Growing up, Sundays were spent at Nonna’s. My whole family — parents, sister, aunts, uncles and cousins — descended on her house for a day of cooking, eating, and, for us kids, playing (oftentimes with mounds of moldable pasta dough).
Mesmerized, I’d watch Nonna in the kitchen while she’d turn simple flour and eggs into a batch of tagliatelle to be mixed with an always-ready pot of traditional and love-filled ragu alla bolognese.
But alas, I grew up and moved from Italy and my hometown of Cesena. No longer able to spend Sundays at Nonna’s for lunch, I do, admittedly, get homesick.
So I cook. I cook cannelloni and pasta verde and local-to-my-region tortelli — all pastas made according to a family book of recipes, stories, and cooking secrets passed down to me from my nonna.
Nonna’s culinary powers were magical in my mind — and we, her family, weren’t the only ones who thought so. You see, she didn’t just cook for us, but for people from all around Italy, who flocked, mouths watering, to her revered restaurant in San Carlo di Cesena.

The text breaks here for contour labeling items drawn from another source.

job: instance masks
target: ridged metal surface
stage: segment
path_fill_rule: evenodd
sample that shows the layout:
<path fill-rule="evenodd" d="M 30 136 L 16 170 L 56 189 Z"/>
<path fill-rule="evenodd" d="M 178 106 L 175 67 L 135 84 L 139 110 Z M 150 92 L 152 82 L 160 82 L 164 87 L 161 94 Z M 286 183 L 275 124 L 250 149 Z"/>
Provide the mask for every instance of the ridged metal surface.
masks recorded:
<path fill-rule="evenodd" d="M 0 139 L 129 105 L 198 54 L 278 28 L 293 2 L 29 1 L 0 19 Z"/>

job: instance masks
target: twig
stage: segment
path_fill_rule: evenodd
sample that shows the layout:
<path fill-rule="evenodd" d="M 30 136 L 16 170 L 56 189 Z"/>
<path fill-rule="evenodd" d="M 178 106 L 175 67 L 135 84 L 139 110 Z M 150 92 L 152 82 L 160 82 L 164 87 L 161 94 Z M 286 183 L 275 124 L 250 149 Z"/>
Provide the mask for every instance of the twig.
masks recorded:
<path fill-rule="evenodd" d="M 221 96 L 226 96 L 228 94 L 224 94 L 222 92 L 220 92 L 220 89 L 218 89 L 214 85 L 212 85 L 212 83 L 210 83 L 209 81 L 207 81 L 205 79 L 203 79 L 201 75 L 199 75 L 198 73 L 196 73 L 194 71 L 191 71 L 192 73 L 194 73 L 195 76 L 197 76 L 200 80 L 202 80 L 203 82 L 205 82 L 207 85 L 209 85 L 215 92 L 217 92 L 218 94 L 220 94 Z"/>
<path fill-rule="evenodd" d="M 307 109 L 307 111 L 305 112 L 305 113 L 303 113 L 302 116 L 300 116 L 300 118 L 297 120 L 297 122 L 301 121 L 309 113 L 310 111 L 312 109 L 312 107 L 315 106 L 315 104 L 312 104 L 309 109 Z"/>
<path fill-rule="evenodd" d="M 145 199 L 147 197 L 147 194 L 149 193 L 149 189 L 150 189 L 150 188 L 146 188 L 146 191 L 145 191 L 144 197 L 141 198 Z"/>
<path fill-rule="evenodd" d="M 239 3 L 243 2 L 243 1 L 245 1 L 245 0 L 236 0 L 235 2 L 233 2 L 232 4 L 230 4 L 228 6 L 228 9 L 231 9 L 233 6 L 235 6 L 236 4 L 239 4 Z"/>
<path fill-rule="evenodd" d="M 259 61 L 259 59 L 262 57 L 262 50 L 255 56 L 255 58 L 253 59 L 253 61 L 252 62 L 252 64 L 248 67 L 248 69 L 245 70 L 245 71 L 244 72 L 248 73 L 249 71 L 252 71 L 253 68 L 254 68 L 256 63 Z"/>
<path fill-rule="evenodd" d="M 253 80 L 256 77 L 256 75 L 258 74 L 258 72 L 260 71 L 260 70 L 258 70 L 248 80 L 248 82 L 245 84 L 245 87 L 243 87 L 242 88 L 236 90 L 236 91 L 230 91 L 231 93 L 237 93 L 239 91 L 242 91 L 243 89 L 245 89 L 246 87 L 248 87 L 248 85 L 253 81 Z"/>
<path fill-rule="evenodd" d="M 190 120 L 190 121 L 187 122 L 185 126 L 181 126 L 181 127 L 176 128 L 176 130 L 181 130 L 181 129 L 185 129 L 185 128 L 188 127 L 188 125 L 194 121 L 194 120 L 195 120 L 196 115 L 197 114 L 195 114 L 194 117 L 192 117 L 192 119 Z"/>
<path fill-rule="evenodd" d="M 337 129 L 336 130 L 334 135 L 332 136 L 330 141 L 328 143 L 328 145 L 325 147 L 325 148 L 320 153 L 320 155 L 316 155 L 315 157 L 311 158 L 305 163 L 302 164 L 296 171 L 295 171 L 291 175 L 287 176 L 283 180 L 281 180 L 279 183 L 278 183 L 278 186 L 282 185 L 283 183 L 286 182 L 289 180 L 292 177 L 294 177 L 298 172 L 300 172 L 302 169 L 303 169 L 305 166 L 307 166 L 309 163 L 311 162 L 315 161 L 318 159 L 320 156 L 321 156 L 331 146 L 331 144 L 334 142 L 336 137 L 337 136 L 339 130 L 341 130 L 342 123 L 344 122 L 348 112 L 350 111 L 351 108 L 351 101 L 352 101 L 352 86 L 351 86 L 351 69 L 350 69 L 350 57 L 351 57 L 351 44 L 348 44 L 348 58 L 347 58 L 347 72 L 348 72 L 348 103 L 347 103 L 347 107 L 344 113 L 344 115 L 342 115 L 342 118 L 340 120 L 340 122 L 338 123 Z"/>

Longing to recreate Nonna’s magic here in the States, I spent many an evening devouring a tasty-but-not-Nonna’s tagliatelle as I pondered what made her meals so special, flavorful and authentic beyond just the love she put into them.
“The ingredients are an important part of my cuisine,” I remembered my nonna saying. “I’ve always relied on local products, and since I know every single producer personally – because they’re my neighbors – quality isn’t a concern.”
I realized Nonna’s culinary powers not only came from her love and special recipes, but also from local products made through time-honored traditions and by artisans committed to their craft.
And for that reason I started Nonna Box — so that both you and I can travel to Italy via our kitchens, exploring each region not only through its authentic food, but also through the story and loving recipes of a local nonna.